Study Break
My law exam was strange. I arrived about 15 minutes before the exam started and got shouted at for being late for the announcements! It was just like being back at school. I didn’t get to speak to anyone in my class before the exam. Probably just as well. The guy sitting in front of me had spent weeks trying to learn off 200 cases. He got his wife to ask him about these every night at dinner. I’m not sure I would have wanted to know this before the exam started – bad enough to find out about it at the end.
The paper was split into two sections – contract and tort. The contract paper wasn’t as difficult as I expected it to be but the tort paper was harder. Both of these are very large sections of law and none of my favourite torts came up in the exam. The paper only had questions on about 25% of the tort course so I assume this happened to lots of people. This is the first time that I didn’t answer any of the essay questions. Unfortunately they were rather dull and I find really hard to write essays under exam conditions unless they give me something to rant about. Instead I answered four structured problem questions. My tutor recommended that we avoid the essays as it’s easy to misunderstand the question. But I think it would be just as easy to mess up a problem question in the same way.
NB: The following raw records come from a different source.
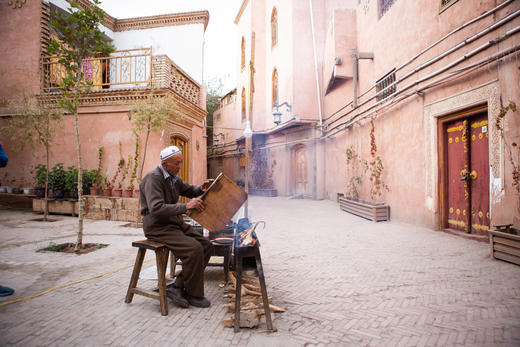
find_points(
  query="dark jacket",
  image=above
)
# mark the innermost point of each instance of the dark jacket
(159, 201)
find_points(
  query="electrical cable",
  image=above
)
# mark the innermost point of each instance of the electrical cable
(69, 284)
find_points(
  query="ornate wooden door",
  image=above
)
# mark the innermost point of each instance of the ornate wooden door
(300, 170)
(479, 174)
(466, 161)
(183, 146)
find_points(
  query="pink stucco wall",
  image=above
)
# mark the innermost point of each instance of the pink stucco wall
(19, 50)
(102, 127)
(405, 132)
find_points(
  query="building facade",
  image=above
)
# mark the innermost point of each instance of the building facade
(145, 62)
(390, 101)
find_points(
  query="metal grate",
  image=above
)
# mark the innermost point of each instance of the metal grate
(383, 88)
(384, 5)
(447, 3)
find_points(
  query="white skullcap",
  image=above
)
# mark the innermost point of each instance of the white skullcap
(169, 151)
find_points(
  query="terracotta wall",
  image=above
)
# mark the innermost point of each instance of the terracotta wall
(402, 130)
(101, 127)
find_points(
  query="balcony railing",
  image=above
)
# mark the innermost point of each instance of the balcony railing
(122, 69)
(132, 68)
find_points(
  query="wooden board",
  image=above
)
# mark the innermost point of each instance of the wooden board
(222, 200)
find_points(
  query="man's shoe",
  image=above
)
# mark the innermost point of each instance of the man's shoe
(197, 301)
(175, 294)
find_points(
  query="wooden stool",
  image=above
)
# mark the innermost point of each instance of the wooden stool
(161, 258)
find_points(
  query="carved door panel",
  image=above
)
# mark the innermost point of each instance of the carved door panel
(184, 171)
(467, 174)
(183, 146)
(458, 195)
(479, 175)
(300, 170)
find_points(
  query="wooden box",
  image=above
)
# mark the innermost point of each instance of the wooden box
(505, 246)
(222, 200)
(365, 209)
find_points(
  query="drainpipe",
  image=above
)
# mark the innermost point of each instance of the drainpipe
(355, 70)
(318, 96)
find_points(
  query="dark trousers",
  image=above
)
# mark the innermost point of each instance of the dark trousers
(193, 249)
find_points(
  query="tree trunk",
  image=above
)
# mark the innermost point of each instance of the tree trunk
(79, 241)
(144, 151)
(45, 201)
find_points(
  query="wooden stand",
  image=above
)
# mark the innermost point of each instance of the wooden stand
(240, 254)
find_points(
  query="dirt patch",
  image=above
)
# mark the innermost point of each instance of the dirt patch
(43, 220)
(132, 225)
(69, 247)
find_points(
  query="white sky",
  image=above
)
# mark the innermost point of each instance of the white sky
(220, 53)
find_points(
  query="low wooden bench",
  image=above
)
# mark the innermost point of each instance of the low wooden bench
(161, 258)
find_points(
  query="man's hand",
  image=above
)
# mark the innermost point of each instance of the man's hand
(195, 204)
(206, 184)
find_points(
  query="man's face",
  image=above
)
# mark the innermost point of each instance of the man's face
(173, 164)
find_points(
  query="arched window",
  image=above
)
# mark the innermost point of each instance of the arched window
(243, 104)
(275, 86)
(243, 54)
(274, 27)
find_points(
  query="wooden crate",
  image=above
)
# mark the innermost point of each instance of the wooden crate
(505, 246)
(57, 206)
(365, 209)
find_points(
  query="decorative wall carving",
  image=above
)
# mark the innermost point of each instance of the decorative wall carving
(115, 24)
(168, 75)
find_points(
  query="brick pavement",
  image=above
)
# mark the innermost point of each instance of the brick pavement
(342, 279)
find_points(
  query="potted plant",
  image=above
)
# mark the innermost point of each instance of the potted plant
(126, 192)
(57, 181)
(106, 187)
(40, 173)
(71, 182)
(117, 191)
(87, 179)
(27, 186)
(357, 169)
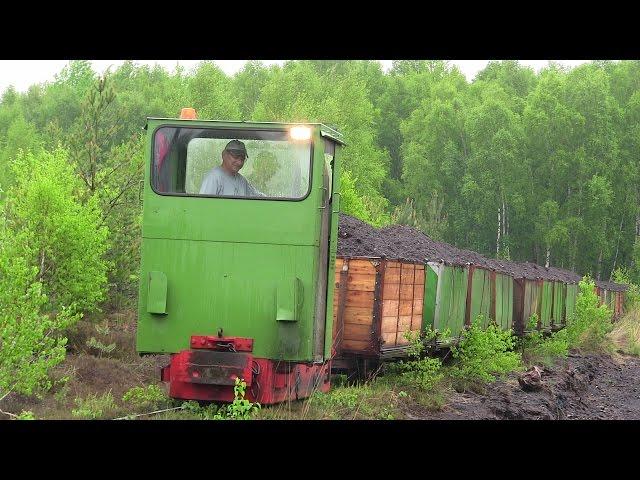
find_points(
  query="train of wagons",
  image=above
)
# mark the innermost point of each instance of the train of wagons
(252, 287)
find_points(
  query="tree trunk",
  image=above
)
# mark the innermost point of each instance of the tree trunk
(548, 256)
(615, 258)
(498, 239)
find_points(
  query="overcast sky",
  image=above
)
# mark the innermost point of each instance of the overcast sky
(23, 73)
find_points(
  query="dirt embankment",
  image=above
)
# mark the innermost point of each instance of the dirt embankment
(581, 387)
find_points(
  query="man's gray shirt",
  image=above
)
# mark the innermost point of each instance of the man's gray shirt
(219, 182)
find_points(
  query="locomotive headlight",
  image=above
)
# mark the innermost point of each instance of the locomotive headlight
(300, 132)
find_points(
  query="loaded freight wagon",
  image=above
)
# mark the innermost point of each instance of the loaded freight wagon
(377, 303)
(244, 276)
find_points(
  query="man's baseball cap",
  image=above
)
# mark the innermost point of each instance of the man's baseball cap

I’m really looking forward to a time when exams can be typed instead of written. I find it really hard to write for 3 hours. My hand goes into cramp and my already bad handwriting gets much worse.
The results aren’t out until around Christmas Eve – lucky me. Hopefully I’ll do O.K. and will discover that really the exam isn’t all about memory. Talking to various people after the exam I was concerned that they had spent too much time trying to remember cases and statutes and not enough time trying to work out what the questions were really about.